There were 0 unused item pointers.
0 pages are entirely empty.
CPU 2.66s/0.94u sec elapsed 17.92 sec.
INFO: analyzing "ukidssdr7.lassource"
INFO: "lassource": scanned 30000 of 6451184 pages, containing 270000 live
rows and 0 dead rows; 30000 rows in sample, 806239 estimated total rows

wsdb=> explain select * from ukidssdr7.lassource ; QUERY PLAN
---------------------------------------------------------------------- Seq Scan on lassource (cost=0.00..6459246.39
rows=806239width=766)

wsdb=> select count(*) from ukidssdr7.lassource ; count
---------- 58060655
(1 row)

All the columns in that table have fixed width types (e.g.
real,int,bigint etc; no varchars, texts). So I don't see the reason why
the row number estimate must be so much off. I also checked that the size
of the relation is almost exactly equal to width * count(*) =
766*58060655. So there is no empty space anywhere in the relation ( as it
should be because there was completely no write activity on the table).

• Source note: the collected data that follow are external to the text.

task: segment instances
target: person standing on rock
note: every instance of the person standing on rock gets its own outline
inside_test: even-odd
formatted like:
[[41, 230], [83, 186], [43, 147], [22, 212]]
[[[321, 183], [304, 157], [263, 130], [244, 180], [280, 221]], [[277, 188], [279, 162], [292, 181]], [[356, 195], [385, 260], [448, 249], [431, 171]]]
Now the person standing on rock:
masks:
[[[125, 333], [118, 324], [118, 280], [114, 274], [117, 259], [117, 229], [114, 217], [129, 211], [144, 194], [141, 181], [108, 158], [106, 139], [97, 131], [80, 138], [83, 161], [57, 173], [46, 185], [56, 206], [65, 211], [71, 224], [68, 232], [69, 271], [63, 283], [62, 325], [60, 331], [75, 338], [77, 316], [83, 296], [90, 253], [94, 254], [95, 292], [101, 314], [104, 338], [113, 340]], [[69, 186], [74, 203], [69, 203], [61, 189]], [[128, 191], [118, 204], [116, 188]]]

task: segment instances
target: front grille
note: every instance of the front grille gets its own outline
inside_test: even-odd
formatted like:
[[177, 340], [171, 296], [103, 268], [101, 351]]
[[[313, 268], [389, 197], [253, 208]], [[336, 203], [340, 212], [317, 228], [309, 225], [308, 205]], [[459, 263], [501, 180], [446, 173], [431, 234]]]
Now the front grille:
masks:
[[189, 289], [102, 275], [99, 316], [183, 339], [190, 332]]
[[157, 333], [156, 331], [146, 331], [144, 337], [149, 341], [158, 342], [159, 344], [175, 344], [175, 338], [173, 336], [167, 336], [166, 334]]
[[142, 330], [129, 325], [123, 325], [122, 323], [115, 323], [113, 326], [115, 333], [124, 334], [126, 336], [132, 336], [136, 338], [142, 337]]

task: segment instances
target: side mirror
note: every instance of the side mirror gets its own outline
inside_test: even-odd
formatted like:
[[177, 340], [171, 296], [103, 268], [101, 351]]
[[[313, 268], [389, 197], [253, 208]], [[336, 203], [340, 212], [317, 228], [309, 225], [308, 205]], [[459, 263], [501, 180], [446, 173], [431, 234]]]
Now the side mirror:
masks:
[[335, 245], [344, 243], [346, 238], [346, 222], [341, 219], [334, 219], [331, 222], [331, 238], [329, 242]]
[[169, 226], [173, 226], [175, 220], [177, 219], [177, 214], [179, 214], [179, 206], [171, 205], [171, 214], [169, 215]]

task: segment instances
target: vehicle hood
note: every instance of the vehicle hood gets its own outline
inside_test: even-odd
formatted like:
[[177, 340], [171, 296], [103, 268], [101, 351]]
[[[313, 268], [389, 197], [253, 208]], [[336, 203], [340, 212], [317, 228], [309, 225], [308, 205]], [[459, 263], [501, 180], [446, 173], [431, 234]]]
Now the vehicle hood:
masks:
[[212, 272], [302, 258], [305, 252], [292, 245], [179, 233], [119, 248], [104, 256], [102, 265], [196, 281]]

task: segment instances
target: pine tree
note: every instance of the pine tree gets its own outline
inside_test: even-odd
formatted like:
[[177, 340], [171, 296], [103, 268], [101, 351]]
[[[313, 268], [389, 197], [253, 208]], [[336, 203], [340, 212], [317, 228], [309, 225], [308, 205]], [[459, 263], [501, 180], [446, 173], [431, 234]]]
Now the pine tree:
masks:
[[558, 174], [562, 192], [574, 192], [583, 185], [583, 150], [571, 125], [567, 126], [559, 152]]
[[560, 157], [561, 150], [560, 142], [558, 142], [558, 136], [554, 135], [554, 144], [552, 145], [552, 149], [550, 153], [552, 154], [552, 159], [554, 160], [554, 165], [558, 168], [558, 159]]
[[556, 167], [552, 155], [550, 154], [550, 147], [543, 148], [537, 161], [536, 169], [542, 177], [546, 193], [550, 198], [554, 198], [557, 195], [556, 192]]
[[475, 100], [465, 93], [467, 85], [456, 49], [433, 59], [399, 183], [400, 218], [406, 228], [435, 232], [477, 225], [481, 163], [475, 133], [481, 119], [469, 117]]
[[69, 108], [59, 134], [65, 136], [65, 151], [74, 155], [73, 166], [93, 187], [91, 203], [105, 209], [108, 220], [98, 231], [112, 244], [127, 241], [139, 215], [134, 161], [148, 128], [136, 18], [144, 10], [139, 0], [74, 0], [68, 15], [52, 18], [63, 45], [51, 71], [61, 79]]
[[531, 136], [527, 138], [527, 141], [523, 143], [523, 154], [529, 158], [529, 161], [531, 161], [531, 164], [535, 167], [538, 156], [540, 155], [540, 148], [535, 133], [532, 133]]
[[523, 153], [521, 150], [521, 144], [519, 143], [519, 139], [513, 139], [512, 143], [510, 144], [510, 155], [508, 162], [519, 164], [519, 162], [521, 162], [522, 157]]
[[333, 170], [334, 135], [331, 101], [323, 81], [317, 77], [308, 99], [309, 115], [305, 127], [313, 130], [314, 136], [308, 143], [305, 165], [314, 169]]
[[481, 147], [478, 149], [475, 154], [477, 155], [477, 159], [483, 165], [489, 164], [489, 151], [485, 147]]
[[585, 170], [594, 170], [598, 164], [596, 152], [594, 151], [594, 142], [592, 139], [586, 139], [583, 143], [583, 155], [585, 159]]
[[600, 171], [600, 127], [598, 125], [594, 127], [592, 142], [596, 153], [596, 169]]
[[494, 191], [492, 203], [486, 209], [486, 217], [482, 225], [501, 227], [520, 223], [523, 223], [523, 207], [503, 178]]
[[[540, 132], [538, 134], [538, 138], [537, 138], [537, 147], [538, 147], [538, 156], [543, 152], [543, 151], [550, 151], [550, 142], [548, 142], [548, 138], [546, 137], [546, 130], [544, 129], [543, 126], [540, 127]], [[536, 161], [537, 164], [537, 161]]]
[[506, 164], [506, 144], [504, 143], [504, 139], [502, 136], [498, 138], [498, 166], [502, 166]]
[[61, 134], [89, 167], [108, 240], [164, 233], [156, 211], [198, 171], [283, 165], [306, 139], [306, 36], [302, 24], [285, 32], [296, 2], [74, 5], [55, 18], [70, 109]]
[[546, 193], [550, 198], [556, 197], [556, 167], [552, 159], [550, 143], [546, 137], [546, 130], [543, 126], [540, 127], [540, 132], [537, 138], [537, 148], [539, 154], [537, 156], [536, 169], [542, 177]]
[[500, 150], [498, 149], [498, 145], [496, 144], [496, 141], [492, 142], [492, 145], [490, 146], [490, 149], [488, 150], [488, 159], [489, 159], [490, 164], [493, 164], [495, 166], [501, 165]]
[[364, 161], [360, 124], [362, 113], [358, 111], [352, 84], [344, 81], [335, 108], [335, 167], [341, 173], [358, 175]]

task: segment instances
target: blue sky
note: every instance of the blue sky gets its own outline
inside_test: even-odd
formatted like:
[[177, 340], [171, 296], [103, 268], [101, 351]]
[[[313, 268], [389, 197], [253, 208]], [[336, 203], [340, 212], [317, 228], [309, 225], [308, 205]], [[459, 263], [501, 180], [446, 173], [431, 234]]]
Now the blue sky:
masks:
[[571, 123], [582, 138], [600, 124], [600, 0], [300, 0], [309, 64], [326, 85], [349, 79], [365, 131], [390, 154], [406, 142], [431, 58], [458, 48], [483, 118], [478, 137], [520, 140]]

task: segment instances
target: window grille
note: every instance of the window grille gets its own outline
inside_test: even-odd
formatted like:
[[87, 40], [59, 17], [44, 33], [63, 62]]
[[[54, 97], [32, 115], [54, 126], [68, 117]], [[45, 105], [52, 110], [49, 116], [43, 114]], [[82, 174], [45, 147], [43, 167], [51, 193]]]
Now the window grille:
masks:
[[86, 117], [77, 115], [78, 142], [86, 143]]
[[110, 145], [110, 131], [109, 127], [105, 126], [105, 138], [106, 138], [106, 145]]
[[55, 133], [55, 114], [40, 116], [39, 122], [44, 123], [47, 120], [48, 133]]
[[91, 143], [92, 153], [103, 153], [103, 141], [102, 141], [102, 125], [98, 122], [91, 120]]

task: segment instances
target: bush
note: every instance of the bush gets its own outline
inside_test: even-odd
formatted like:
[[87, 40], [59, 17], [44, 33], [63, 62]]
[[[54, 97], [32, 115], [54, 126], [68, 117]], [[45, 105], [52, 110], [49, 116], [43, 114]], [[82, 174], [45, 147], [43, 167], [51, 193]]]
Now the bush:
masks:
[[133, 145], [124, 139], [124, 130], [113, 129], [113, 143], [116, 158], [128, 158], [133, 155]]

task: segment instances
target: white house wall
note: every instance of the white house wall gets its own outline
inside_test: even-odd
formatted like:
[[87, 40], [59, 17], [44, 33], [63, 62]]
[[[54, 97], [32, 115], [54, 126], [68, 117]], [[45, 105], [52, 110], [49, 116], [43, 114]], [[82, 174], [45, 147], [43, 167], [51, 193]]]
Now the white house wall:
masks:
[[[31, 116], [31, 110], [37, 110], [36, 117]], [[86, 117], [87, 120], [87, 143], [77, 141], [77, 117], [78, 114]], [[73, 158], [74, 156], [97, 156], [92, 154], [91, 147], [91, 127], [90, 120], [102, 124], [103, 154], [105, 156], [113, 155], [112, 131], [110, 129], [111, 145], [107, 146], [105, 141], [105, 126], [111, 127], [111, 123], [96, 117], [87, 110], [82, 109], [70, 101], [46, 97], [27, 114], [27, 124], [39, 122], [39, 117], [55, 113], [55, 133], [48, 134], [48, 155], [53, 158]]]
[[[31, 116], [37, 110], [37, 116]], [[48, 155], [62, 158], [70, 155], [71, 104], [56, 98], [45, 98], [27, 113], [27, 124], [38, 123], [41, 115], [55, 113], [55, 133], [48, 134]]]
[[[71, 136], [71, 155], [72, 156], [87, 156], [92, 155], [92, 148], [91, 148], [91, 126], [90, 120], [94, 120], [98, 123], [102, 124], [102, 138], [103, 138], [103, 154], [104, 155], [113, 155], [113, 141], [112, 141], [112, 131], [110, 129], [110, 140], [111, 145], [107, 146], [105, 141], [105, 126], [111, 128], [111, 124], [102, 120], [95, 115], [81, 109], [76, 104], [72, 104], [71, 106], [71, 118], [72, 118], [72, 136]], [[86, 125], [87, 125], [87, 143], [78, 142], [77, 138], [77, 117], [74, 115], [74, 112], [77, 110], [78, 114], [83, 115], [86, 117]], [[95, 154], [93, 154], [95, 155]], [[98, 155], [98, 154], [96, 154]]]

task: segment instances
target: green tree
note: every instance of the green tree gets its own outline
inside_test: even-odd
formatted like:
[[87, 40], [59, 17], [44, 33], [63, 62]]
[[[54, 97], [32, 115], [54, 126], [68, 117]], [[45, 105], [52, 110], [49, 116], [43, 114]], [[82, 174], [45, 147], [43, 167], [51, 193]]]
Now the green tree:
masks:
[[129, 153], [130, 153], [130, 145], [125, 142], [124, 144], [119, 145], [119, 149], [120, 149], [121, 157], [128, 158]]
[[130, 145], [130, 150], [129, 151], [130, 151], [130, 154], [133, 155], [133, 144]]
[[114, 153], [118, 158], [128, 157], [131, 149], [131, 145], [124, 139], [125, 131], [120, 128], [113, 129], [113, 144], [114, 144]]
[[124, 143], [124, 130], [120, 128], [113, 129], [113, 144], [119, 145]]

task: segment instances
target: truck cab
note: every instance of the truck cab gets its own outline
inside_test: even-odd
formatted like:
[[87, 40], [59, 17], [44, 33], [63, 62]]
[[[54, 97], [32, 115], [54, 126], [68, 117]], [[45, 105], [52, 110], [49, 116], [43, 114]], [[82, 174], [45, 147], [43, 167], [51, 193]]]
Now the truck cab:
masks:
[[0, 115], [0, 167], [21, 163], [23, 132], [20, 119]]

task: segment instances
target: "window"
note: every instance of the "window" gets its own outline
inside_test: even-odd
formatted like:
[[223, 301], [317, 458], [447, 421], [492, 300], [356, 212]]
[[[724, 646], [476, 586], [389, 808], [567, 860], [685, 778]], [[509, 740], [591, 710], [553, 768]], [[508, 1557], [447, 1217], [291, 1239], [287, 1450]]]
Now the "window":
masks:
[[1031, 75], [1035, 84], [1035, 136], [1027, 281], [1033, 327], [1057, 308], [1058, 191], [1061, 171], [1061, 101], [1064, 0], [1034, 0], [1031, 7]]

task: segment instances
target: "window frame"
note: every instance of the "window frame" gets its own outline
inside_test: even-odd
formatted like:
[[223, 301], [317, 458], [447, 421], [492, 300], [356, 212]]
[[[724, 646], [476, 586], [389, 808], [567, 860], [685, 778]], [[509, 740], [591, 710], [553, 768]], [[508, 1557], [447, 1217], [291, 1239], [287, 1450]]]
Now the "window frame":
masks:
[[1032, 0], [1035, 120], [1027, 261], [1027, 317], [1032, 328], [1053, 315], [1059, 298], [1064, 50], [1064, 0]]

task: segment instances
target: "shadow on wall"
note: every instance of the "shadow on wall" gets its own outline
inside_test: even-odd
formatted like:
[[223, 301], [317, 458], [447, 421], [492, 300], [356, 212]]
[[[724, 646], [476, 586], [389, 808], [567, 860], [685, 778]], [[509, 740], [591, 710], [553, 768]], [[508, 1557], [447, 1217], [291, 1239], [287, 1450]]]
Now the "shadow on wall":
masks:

And I noticed that at least for several tables with hundreds of millions
rows, explain select * shows ridiculously small number of expected rows:
wsdb=> explain select * from sdssdr7.phototag ; QUERY PLAN
---------------------------------------------------------------------- Seq Scan on phototag (cost=0.00..24408626.00
rows=720000width=288)

I guess it may be important that I did upgrade the cluster from 8.4 to
9.0 and to 9.1 using pg_upgrade. vacuum analyze have been run on the cluster.
after the ugprades.

Am i missing something or is it a bug ? it looks to me like some
arithmetic error in the computation of the number of rows in the tables.
At least before when I was using PG 8.4 for the same data, I was used to
do explain select * to get the number of rows in the tables, instead of
count(*) (my tables are very large), now it seems that there is a huge
discrepancy between the numbers.

Thanks, Sergey

*******************************************************************
Sergey E. Koposov, PhD
Institute for Astronomy, Cambridge/Sternberg Astronomical Institute
Web: http://lnfm1.sai.msu.ru/~math
E-mail: math@sai.msu.ru

Re: strange row number estimates in pg9.1rc1

From

Tom Lane

Date:

30 August 2011, 05:34:47

"Sergey E. Koposov" <math@sai.msu.ru> writes:
> I'm seeing something weird which looks like a bug in 9.1rc1 after the 
> upgrade 8.4->9.0->9.1 done using pg_upgrade.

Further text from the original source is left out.